Look at yourself, how many contributions you give to the forum: Great.

Thank you for your kind words Jan Gerrit, it seems we are having the same approach, I'm trying my best to help (new) users getting their problems solved and so, give back something to the Red Hat community. I am really glad that you appreciate my contributions. :)

Regards,
Christian

Hello Ludger,

You mentioned in every initrd there is the lvm module, did you extract the content of the initrd files?

If so, did you also check the filter in /etc/lvm.conf that is inside the initrd?

In the past my colleagues and I experienced that the old MAKEINITRD on RHEL 5 or RHEL 6 did not always create the same /etc/lvm/lvm.conf as the one on the root filesystem, where the one created by anaconda during installation was "perfect".

Regards,

Jan Gerrit

Yes Jan, in fact I directed him to this KB https://access.redhat.com/solutions/1282013 to modify filters file in lvm.conf and rebuild initrd image afterwards which he has tried, but didn't work. But you never know, even with my experience I would say sometimes it is better to re-verify (double check) settings before jumping into conclusions. I too had experienced cases wherein initrd was not build and had missing modules required to detect root file system on a lvm, so recreating and making sure required modules are present is the perfect way.

I'm thinking why don't Red Hat would come up a tool/command interface which can perform some of these sanity checks after installing a new kernel to confirm if required modules are added (comparing the new initrd image with currently being used one), required parameters are properly added to grub file, or even add these to the kernel installation process itself would be good. This would save a lot of such issues or atleast people would be aware that new kernel is successfully installed with all modules/configuration or not, so that they don't take a chance of rebooting and going through all trouble, wasting time which is very important which an enterprise doesn't want to loose out (keeping in mind of rebooting into older kernel). I strongly urge Red Hat should come up with a tool for this, otherwise, we need to manually verify all these (config files, grub file, size constraints, initrd image check etc.,).

Jan, it is nice to see your involvement here and helping others. Thanks!!!

Hi Sadashiva,

Having such a checking tool would indeed be great ... good idea to propose it, hopefully a technician reads your request.

Regards,
Christian

in dracut shell while executing "lvm vgscan" getting lvm command not found error.

Something strange, dracut shell would by default supports lvm command. You could get into interactive lvm mode by typing "lvm" and hit enter key on dracut shell. After words you could see the prompt getting changed to "lvm>" where you could run pvscan, vgscan, lvscan to find out logical volumes. Activate all the lvms such as root, swap etc, using the command "lvm lvchange -ay /" and then hit exit to check if it boots up.

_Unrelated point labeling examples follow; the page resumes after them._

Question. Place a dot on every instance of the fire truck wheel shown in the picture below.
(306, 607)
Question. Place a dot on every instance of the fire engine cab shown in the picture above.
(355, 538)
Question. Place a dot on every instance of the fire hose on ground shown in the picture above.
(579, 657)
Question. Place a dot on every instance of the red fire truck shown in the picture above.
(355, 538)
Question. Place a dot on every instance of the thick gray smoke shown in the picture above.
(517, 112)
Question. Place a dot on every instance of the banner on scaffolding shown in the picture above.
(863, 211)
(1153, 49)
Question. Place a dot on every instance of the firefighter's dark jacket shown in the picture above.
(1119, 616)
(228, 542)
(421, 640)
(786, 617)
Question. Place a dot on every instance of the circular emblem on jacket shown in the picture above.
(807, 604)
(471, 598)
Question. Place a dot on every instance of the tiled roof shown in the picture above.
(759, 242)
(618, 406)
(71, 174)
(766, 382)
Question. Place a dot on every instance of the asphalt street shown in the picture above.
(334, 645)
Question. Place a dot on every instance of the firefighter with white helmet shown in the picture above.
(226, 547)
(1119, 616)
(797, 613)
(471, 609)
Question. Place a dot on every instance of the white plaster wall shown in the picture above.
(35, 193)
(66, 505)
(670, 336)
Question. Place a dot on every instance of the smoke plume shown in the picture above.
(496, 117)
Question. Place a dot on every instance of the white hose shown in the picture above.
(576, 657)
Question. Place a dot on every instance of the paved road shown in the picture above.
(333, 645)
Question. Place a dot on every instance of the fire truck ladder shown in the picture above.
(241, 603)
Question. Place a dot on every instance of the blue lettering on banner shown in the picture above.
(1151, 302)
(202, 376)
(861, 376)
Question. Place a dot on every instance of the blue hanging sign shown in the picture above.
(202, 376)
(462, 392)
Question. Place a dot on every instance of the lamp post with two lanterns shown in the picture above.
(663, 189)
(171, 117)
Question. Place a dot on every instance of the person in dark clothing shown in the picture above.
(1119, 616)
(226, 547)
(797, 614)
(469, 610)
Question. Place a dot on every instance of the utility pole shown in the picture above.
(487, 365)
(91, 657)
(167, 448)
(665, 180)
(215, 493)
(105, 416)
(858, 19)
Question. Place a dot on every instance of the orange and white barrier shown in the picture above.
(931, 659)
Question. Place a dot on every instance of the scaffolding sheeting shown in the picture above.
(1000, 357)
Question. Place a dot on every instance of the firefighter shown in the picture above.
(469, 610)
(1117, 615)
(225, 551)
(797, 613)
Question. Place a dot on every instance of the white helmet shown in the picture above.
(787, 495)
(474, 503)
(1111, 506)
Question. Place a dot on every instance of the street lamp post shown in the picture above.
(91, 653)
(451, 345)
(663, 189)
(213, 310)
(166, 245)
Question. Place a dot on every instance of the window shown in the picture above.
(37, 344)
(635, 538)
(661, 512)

no wonder, you have to boot with rescue mode and validate the initrd-.img file which is having the lvm files or not. if the initrd-.img file is not having the lvm files then need to re-generate and verify it. which will help you to fix this issue.

I have seen "increased the nofile limit for this service to 16384 also changed TimeoutStartSec to 240secs" shouldn't let you go into rescue mode.

If you have HP hardware the OS driver may not be compatible with the raid controller. In my case, I had to remove all occurrences of "hpsa.hpsa_allow_any=1 hpsa.hpsa_simple_mode=1" parameters from the /etc/default/grub file and the grub.cfg file. Once this was done the OS could see the local drives and the system booted.